O passado é uma casa de suspiros interrompidos e emoções terminadas. Continua existindo na imobilidade que lhe foi imposta, quase sempre pela morte, mas seus sinais persistem por aí, desafiando os arroubos de vida os quais um dia também incorporará. Machado de Assis captou com precisão o contraste da morte com a vida, a sinalização do passado em vista do presente, no cemitério, por ocasião do enterro do livreiro Garnier:
“Quando outro dia fui enterrar o nosso velho livreiro, vi no de São João Batista, já acabada a cerimônia e o trabalho, um bando de crianças que iam divertir-se. Iam alegres como quem não pisa memórias, nem saudades. As figuras sepulcrais eram, para elas, lindas bonecas de pedra; todos esses mármores faziam um mundo único, sem embrago das suas flores mofinas, ou por elas mesmas, tal a visão dos primeiros anos”.
O texto faz parte de uma crônica do escritor, publicada em “A Semana”. As lindas bonecas de pedra encerram histórias terminadas e nada mais são que sinais de advertência sobre a passagem do tempo, o perecível e a própria morte, todos eles temas de predileção de Machado de Assis.
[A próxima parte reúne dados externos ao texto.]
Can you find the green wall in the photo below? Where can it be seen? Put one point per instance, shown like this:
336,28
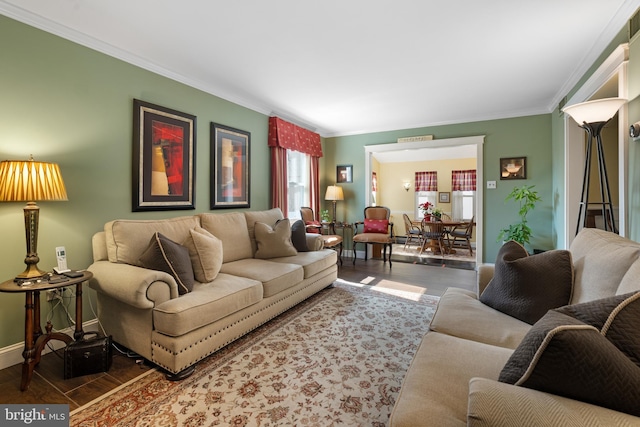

Pois. Há poucos dias o passado decidiu enviar um recado muito interessante: um mergulhador encontrou 30 caixas de champanhe antigo, no fundo do mar. Estavam nas profundezas geladas do mar Aaland, próximo à Finlândia. São garrafas produzidas pela Clicquot, provavelmente entre 1782 e 1788. Segundo especialistas é possível que se trate de uma remessa de champanhe enviada pelo rei Luís XVI, de França, para a imperatriz russa, Catarina, a Grande, por volta de 1780.
Como se vê as garrafas não reapareceram sozinhas. Trouxeram consigo parte da história da França no período que antecedeu a Revolução Francesa. De um momento para outro, fizeram reviver no mundo os ipods a figura daquele Luis XVI, preso em Varennes e depois guilhotinado, assim como a de sua esposa, Maria Antonieta, também guilhotinada seis meses depois.
Mas e muito mais que isso, as garrafas guardaram nas solidões geladas dos mares profundos, o sabor de uma época, fazendo ressuscitar o paladar das cortes desaparecidas.
As garrafas da Clicquot são uma desforra do passado, o grito longo e profundo daquilo que um dia foi e ao qual seremos, inevitavelmente, incorporados com nossos gostos, prazeres, sofrimentos, enfim, as nossas historias convertidas em bonecos de pedra.